Bu çocukların şu özellikleri vardır:

• Meraklı gözlerle etraflarını araştırırlar.
• İnsanlar ile ilişkileri açıktır.
• Duyguları ile başa çıkabilirler.
• Sınırlarını bilirler ve geri çekilmeyi bilirler.
• Dengeli sosyal davranışları vardır.
• Diğer kişilere saygı ile davranırlar.
• Korkuları azdır.
• Kendilerini ve diğer çocukları koruyabilirler.

Çocukların agresyonları ile başa çıkabilme kılavuzu

• Bizler anne baba olarak bazı alışkanlıklarımızı değiştirerek çocuklarımıza iyi örnekler oluşturabiliriz. Oyun parklarındaki çocukların arasındaki agresif davranışları görmezlikten gelebiliriz. Çünkü agresif çocuklarda çoğunlukla düşük özgüvene rastlarız. Kendilerine çok fazla güvenmezler ve etraf tarafından beğenilmeyi, fark edilmeyi beklerler. Agresif davranışları sayesinde beğenilmeseler bile en azından dikkat çekmeyi başarırlar. Ve böylece şiddet eğilimine devam ederler. Bu yüzden tırmalayan, ısıran, tekme atan çocukları dikkatimizle ödüllendirmemeliyiz. Tam tersine bu kötü davranışlarını kesin tavırlarla ve mantıklı açıklamalarla değersizleştirmeliyiz. Şiddete maruz kalan çocuğa dikkat etmeli ve onu teselli etmeliyiz. Böylece şiddet eğilimi gösteren çocuk normal sosyal davranışın ne olduğunu öğrenebilir.

• Bazı anneler çocukların kavgalarında geri çekilirler ve böylece istemeden çocukların şiddet isteğini artırırlar. Burada annelerin isteği çocukların kendilerini savunmalarını öğrenmeleridir. Haksız kavgalarda ilgilenmezsek, zayıf çocukların sindiği ve güçlü çocukların üste çıktığı bir şiddet kültürünü desteklemiş oluruz. Ama çocuklar çelişkilerini şiddet göstermeden çözecekleri önerilere ihtiyaçları vardır. Bunu da karşı tarafın ailesiyle konuşarak çözümlemek şiddetsiz sorun çözmek açısından iyi bir örnek olacaktır.

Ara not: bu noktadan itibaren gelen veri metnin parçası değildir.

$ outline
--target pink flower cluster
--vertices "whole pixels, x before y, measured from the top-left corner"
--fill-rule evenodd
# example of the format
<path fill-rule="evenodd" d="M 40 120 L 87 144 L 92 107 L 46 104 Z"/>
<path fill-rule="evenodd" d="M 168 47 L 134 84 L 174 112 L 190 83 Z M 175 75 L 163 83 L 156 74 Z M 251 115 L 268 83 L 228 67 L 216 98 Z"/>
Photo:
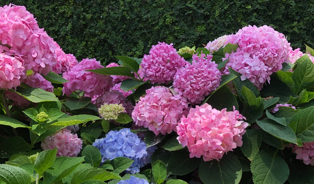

• Çocukların kavga etmesini önlemek söz konusu değildir. Çünkü tartışmalarda çocuklar kendi sınırlarını algılarlar, kendilerini ortaya koyarlar ve diğer çocukların kendilerinden beklentilerine karşı koyabilirler. Başarılı bir şekilde çözümlenen bir çelişki çocuklara cesaret ve özgüven verir. Yapıcı bir şekilde kavga etmeyi bilen çocuklar daha çabuk başarırlar. Adil bir kavga çocukların ilişkilerini de güçlendirir. Bu nedenle biz büyükler kavga ne kadar şiddetli olursa olsun sonunu beklememiz ve sabırlı olmamız gerekmektedir. Bunu yanında yaralayıcı davranışlarda sınırları yine bizim koymamız gereklidir.

• Burada agresyon veya şiddetten bahsederken sadece fiziksel şiddeti ortaya koymuyoruz. Psikolojik şiddet de çocuklara zarar veren bir unsurdur. Bu nedenle çocukların sözle şiddete maruz kaldığını fark edersek mutlaka önleyici girişimlerde bulunmalıyız.

• Çocuklar davranışlarını ebeveynlerine göre ayarlarlar. Bu nedenle hiçbir zaman yetiştirme metodu olarak şiddeti kullanmamalıyız. Cezalandırmak yerine ısıran veya tırmalayan çocuğa yapıcı çözümler bulmak ve göstermek gereklidir.